Aspect of regulation is not just legislative but the
professional bodies and the code of practice followed by the private institutions i.e. self-regulatory bodies. Unfortunately this has never been a priority in any of the budget/Financial Act though. An interesting reference in this regard is the Financial Services Act,1986 of Britain, which is an excellent piece of codification, catering to all regulatory bodies, concerning the financial matters. The structure is that there is a principle watch-dog Like SEBI in India. In Britain it is known as Securities and Investment Board. This Board is all too powerful with statutory authority to delegate the task of routine enforcement to different regulatory and self-regulatory organizations. In short there is a master regulatory body which is empowered by way of enabling legislation to set standards for other regulators, supervision and monitoring of the other regulators, promotion of clear, ethical , prudential business standards enforcement of requirements both by itself and in support of the other Regulators.. Lastly, it has the power of overseeing of appropriate restitution and compensation.

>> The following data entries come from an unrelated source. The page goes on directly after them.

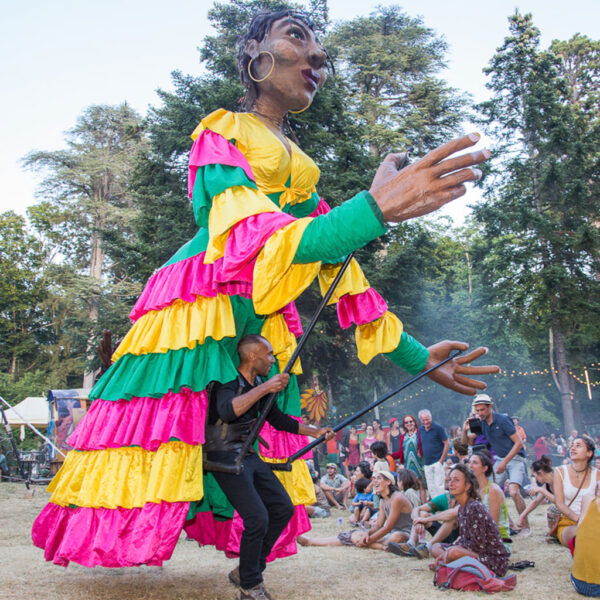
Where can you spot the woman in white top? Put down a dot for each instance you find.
(573, 483)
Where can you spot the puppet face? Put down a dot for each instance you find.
(299, 69)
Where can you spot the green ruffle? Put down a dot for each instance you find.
(192, 248)
(410, 354)
(212, 180)
(153, 375)
(214, 501)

Back to Indian scenario SEBI and Department of
Company Affairs share these responsibilities minus an important ingredient of enforcement of requirements for themselves and other regulators , whom they regulate. It is interesting to see that colonial principle of administration predominates the mindset whereby responsibilities come without actual control of funds. A Funds starved or dependent agency cannot enforce the diktats. Thus the innate though innocuous looking impossibility is not just a legal malaise but is the origins of all ills.
In modern era if the Investor protection cannot be
granted or ensured, then it is bound to reflect on the efficacy and desire/need for the new economic set-up. It is so as the Agrarian Indian mindset is changed from bicycle economy to vibrant economy, the strength of the regulators is a necessity and inevitable to the New economic policy. A safe investment is what defines the economic indicators/trends.